Näher an der Schaltzentrale der Macht war Carrie Mathison (Claire Danes) noch nie. Einige Monate nach den Ereignissen in Berlin ist die Ex-CIA-Agentin zurück in den Staaten, lebt mit ihrer kleinen Tochter in Brooklyn und arbeitet für eine Bürgerrechtsbewegung, die sich für Muslime einsetzt. Heimlich ist die Spezialistin für heikle Geheimdienstaktionen aber Beraterin der neu gewählten US-Präsidenten Elizabeth Keane (Elizabeth Marvel), die als President Elect auf ihre Amtseinführung wartet und sich inzwischen mit brisanten Briefings auseinandersetzen muss. Für den Strippenzieher Dar Adal (F. Murray Abraham) ist dieses kleine Zeitfenster die womöglich letzte Chance, die ehemalige New Yorker Senatorin nach seinen Vorstellungen zu manipulieren. Und die sind klar: Dar Adal – und mit ihm der israelische Mossad – wollen der zukünftigen mächtigsten Frau der Welt beweisen, dass sie die Iran-Politik der USA auf den Prüfstand stellen muss.

Es geht also um den JCPOA (Joint Comprehensive Plan of Action), das internationale Abkommen, mit dem die nuklearen Aktivitäten des Iran restriktiv geregelt werden. Dar Adal und seine Verbündeten versuchen Keane davon zu überzeugen, dass der Iran mithilfe Nordkoreas in Wahrheit heimlich an einer Atombombe bastelt.
Damit hat „Homeland“ wohl doch ins Schwarze getroffen, denn aktuell stellt auch Donald Trumps Administration den JCPOA auf den Prüfstand. Ähnlich wie Carrie ahnt man nichts Gutes, doch in der Showtime-Serie ist von Anfang an klar, dass die Beweise nichts wert sind. Offenbar soll die Präsidentin in spe zu einem präventiven Militärschlag gegen den Iran ermutigt werden, Nordkorea wird dann nebenbei verfrühstückt. Nicht einfach für die Intrigenspinner, denn Elizabeth Keane folgt eher einer zurückhaltenden Agenda, in der die USA künftig nicht mehr den allmächtigen Weltpolizisten spielen sollen.
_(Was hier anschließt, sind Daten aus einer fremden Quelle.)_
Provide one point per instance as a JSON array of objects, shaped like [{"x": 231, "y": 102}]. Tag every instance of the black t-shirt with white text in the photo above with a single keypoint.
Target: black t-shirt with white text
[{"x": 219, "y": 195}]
Auch wenn Keane damit zum Gegenentwurf des realen US-Präsidenten wird, zeigt „Homeland“ in bewährter Weise die offenkundigen und auch die heimlichen Verstrickungen des US-Politik in ein unübersichtliches Interessengemenge, in dem der Besitz von Informationen und deren Manipulation genauso entscheidend ist wie die Kontrolle der Machtverhältnisse im Kongress. 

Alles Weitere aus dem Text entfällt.